No-deal Brexit scenario shows the need for a flexible IT landscape
Sep 06, 2018 Comments (0)
On 24 August 2018, the UK government published a range of “technical notices” explaining how trade between the UK and EU countries might change in case the UK was to leave the EU (and its Single Market and Customs Union) without a deal on 29 March 2019.
In this scenario, the UK would become a third country and would have to fall back on WTO rules and tariffs. How can businesses prepare for the resulting mountain of red tape and extra costs? The answer lies in a flexible IT landscape – and the time to wait has passed now.
These recent government’s notices make it clear that anyone importing goods into the UK from the EU, or exporting goods to the EU from the UK, will have to comply with customs procedures where these were not previously necessary. That’s because they will be required to follow customs procedures in the same way that they currently do when exporting goods to a non-EU country.
In a nutshell, businesses importing and/or exporting from/to the EU will need to submit import and export declarations and, depending on the type of goods they move, may also need an import or export license. They will have to register for a UK Economic Operator Registration and Identification (EORI) number, meaning slower processing times and increased costs for euro transactions.
Importers will have to file customs declarations for goods from the EU, and exporters will have to submit an export declaration. The latter may need to be lodged in advance so that permission to export is granted before the goods leave the UK.
It’s high time for businesses now to shape up the relevant software to avoid border delays and incorrect duty payments. Companies working with (or now considering engaging) customs brokers, freight forwarders, or logistics providers to support them with these new requirements should keep in mind that a tremendous rise in service provider engagements is expected and a successful collaboration with partners also relies on a flexible global trade IT landscape and partner integration, which results in lower transactional costs and faster declaration processing times.
To complicate things even further, HM Treasury would establish a new UK trade tariff to replace the EU Common Customs Tariff (CCT) for imports to the UK. The tariff would contain rules for determining the amount of import duty applicable to those goods based on their description (the commodity code) and country of origin. It would also set out import procedures, such as how the value of a good is calculated, and which forms, codes, and procedures are to be used.
While this sounds like a bureaucratic nightmare, it is also an opportunity – and a good reason – for establishing a flexible IT landscape for global trade that can easily adopt new customs procedures. This not only saves time and money, but also builds the foundation from which to master any upcoming global trade changes – and not just Brexit.

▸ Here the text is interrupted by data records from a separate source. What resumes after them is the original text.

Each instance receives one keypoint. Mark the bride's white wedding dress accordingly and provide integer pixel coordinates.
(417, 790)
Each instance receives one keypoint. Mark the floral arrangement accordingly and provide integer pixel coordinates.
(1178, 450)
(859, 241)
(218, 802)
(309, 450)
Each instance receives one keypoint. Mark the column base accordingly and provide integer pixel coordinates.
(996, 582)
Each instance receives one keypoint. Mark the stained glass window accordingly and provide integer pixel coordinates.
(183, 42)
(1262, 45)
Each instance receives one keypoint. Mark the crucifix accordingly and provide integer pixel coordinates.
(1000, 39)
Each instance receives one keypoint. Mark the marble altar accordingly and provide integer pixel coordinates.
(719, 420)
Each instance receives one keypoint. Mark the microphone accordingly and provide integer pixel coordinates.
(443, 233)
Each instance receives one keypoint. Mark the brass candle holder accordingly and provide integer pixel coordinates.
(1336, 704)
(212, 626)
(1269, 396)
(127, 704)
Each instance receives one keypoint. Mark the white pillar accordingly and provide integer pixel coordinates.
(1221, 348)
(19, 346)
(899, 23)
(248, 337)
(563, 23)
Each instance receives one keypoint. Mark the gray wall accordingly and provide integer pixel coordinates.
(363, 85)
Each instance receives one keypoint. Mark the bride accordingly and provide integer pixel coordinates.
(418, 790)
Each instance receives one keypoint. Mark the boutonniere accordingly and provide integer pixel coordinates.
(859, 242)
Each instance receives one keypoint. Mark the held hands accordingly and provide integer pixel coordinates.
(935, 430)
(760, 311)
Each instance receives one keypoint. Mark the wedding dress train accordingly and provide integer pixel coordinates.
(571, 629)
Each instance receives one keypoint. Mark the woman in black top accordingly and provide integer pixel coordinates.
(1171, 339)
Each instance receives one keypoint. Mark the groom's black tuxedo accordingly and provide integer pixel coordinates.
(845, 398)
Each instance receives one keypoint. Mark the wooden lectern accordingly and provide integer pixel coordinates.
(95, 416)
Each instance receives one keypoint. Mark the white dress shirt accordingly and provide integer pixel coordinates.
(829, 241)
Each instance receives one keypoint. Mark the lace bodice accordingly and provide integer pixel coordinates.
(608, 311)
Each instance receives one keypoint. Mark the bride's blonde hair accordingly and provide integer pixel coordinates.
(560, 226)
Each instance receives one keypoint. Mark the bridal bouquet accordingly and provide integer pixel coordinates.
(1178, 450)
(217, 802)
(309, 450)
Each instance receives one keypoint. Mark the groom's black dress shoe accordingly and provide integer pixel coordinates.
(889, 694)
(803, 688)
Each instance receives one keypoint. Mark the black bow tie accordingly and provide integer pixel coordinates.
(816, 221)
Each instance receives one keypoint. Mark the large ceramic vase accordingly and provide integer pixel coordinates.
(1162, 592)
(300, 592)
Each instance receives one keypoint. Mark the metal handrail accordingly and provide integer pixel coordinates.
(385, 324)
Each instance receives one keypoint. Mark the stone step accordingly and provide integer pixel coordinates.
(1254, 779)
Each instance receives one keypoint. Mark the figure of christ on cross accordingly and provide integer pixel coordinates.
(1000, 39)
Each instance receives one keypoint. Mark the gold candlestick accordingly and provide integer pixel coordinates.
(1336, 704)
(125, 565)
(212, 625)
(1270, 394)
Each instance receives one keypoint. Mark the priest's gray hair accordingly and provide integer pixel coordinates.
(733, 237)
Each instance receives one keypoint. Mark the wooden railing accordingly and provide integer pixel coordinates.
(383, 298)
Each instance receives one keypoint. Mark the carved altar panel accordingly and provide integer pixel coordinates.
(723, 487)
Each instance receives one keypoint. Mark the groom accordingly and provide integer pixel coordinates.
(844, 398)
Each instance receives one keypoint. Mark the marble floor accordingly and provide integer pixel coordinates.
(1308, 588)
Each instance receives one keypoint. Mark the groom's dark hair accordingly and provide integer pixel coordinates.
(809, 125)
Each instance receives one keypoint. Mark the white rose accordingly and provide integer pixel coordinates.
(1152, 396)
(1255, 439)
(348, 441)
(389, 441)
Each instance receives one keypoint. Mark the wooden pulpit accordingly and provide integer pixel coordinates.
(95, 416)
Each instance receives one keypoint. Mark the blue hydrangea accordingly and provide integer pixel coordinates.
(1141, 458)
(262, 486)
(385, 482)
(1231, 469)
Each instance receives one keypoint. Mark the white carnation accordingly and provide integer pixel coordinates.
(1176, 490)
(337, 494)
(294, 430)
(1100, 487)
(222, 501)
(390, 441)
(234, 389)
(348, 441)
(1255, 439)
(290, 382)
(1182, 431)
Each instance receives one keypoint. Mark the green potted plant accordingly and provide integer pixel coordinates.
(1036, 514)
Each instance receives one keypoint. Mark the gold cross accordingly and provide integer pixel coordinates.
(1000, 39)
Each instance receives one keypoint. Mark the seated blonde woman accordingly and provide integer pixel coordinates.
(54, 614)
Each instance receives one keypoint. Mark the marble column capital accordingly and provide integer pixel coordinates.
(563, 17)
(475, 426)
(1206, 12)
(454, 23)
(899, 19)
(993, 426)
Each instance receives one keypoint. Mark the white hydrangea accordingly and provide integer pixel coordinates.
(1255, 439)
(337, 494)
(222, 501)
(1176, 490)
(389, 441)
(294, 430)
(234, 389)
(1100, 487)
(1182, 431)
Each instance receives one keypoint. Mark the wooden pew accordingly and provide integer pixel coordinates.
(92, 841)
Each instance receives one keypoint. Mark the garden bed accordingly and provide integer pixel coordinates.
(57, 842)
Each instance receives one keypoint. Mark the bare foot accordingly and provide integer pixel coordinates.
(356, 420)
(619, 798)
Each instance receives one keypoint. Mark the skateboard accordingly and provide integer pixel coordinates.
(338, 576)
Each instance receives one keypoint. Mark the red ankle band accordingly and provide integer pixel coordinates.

Forward-looking businesses should be implementing solutions that drive forward their digitization agenda while mitigating risks from Brexit as much as from other global trade changes. Smart automation allows companies to accelerate the various customs processes and save valuable resources.
The right software enables internationally active companies to continue trading efficiently and in compliance with all the latest regulations – and it is an investment that won’t be wasted, whichever way Brexit will go. For businesses in the digital age, this is direly needed for survival in today’s fast-changing and competitive environments.
Geoff Taylor is General Manager of AEB (International) Ltd in the UK and has been with the company since April 2017.